Let $G_n$ denote the subgroup of the orthogonal group $O_n$ of elements that send the hypercube to itself, the group of symmetries $C_n$, including the orientation-reversing symmetries.
It would like to show that $G_2$ is isomorphic to the dihedral group $D_4$ of order 8
I determined a formula for the order of $G_n$ which is $n!2^n$. Therefore, we already notice that both sets have the same order.
OK, we have established that your definition of $D_4$ is $$ D_4 = \langle a, b \mid a^4 = b^2 = 1, b^{-1} a b = a^{-1} \rangle. $$
Now, in the group $G_2$ choose $A$ to be a rotation by 90 degrees and $B$ to be a mirror reflection. Clearly, there are such $A$ and $B$ in $G_2$. It is also clear that $G_2$ is generated by $A$ and $B$.
To prove that $G_2$ is isomorphic to $D_4$, we will build homomorphisms $\varphi: D_4 \to G_2$ and $\psi: G_2 \to D_4$ that are inverses of each other.
To build $\varphi: D_4 \to G_2$, let us note that in group $G_2$ elements $A$ and $B$ satisfy these relations: $A^4 = 1$, $B^2 = 1$, $B^{-1} A B = A^{-1}$ (check this by hand). It follows that there exists a unique homomorphism $\varphi: D_4 \to G_2$ that sends $a$ to $A$ and $b$ to $B$.

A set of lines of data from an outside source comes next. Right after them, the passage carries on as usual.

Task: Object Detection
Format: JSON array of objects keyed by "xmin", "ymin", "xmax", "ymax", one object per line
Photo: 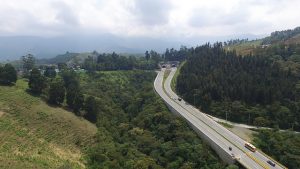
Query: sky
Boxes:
[{"xmin": 0, "ymin": 0, "xmax": 300, "ymax": 39}]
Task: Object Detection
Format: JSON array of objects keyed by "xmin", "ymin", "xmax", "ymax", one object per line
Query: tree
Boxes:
[
  {"xmin": 253, "ymin": 117, "xmax": 269, "ymax": 127},
  {"xmin": 44, "ymin": 66, "xmax": 56, "ymax": 78},
  {"xmin": 28, "ymin": 68, "xmax": 47, "ymax": 94},
  {"xmin": 73, "ymin": 92, "xmax": 84, "ymax": 116},
  {"xmin": 48, "ymin": 79, "xmax": 65, "ymax": 104},
  {"xmin": 84, "ymin": 96, "xmax": 98, "ymax": 123},
  {"xmin": 145, "ymin": 51, "xmax": 150, "ymax": 61},
  {"xmin": 22, "ymin": 54, "xmax": 36, "ymax": 74},
  {"xmin": 61, "ymin": 70, "xmax": 79, "ymax": 89},
  {"xmin": 83, "ymin": 56, "xmax": 96, "ymax": 73},
  {"xmin": 57, "ymin": 63, "xmax": 68, "ymax": 71},
  {"xmin": 66, "ymin": 83, "xmax": 79, "ymax": 109},
  {"xmin": 0, "ymin": 64, "xmax": 17, "ymax": 84},
  {"xmin": 150, "ymin": 50, "xmax": 160, "ymax": 64}
]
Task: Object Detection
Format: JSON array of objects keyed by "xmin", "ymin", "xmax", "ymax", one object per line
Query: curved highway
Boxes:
[{"xmin": 154, "ymin": 68, "xmax": 285, "ymax": 169}]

Now let us build $\psi: G_2 \to D_4$. Note that every element $C \in G_2$ can be represented as $C = A^m B^n$. Define $\psi(C) = a^m b^n$.
First of all, we need to check that this definition is correct. If we represent $C$ in two different ways, $C = A^m B^n = A^{m'} B^{n'}$, we need to check that the same value is assigned to $\psi(C)$, i.e. $a^m b^n = a^{m'} b^{n'}$. Indeed, if $A^m B^n = A^{m'} B^{n'}$, then $A^{m-m'} = B^{n'-n}$. $A$ preserves orientation and $B$ doesn't. It follows that $n-n'$ is even, so $A^{m-m'}=1$, so $m-m'$ is a multiple of $4$. But then $$a^{m'}b^{n'} = a^m a^{m'-m} b^n b^{n'-n} = a^m b^n,$$ because $a^4 = b^2 = 1$ in $D_4$. So map $\psi$ is defined correctly.
We also need to check that $\psi$ is a homomorphism. This is quite mundane and involves a little case analysis, so I will omit the check.
Now that we have built $\psi$ and $\varphi$, we see that $\psi\varphi(a) = a$ and $\psi\varphi(b) = b$, so $\psi\varphi$ is the identity map of $D_4$. In a similar way $\varphi\psi$ is the identity map of $G_2$. It follows that $\psi$ and $\varphi$ are inverses of each other, so they are isomorphisms, qed.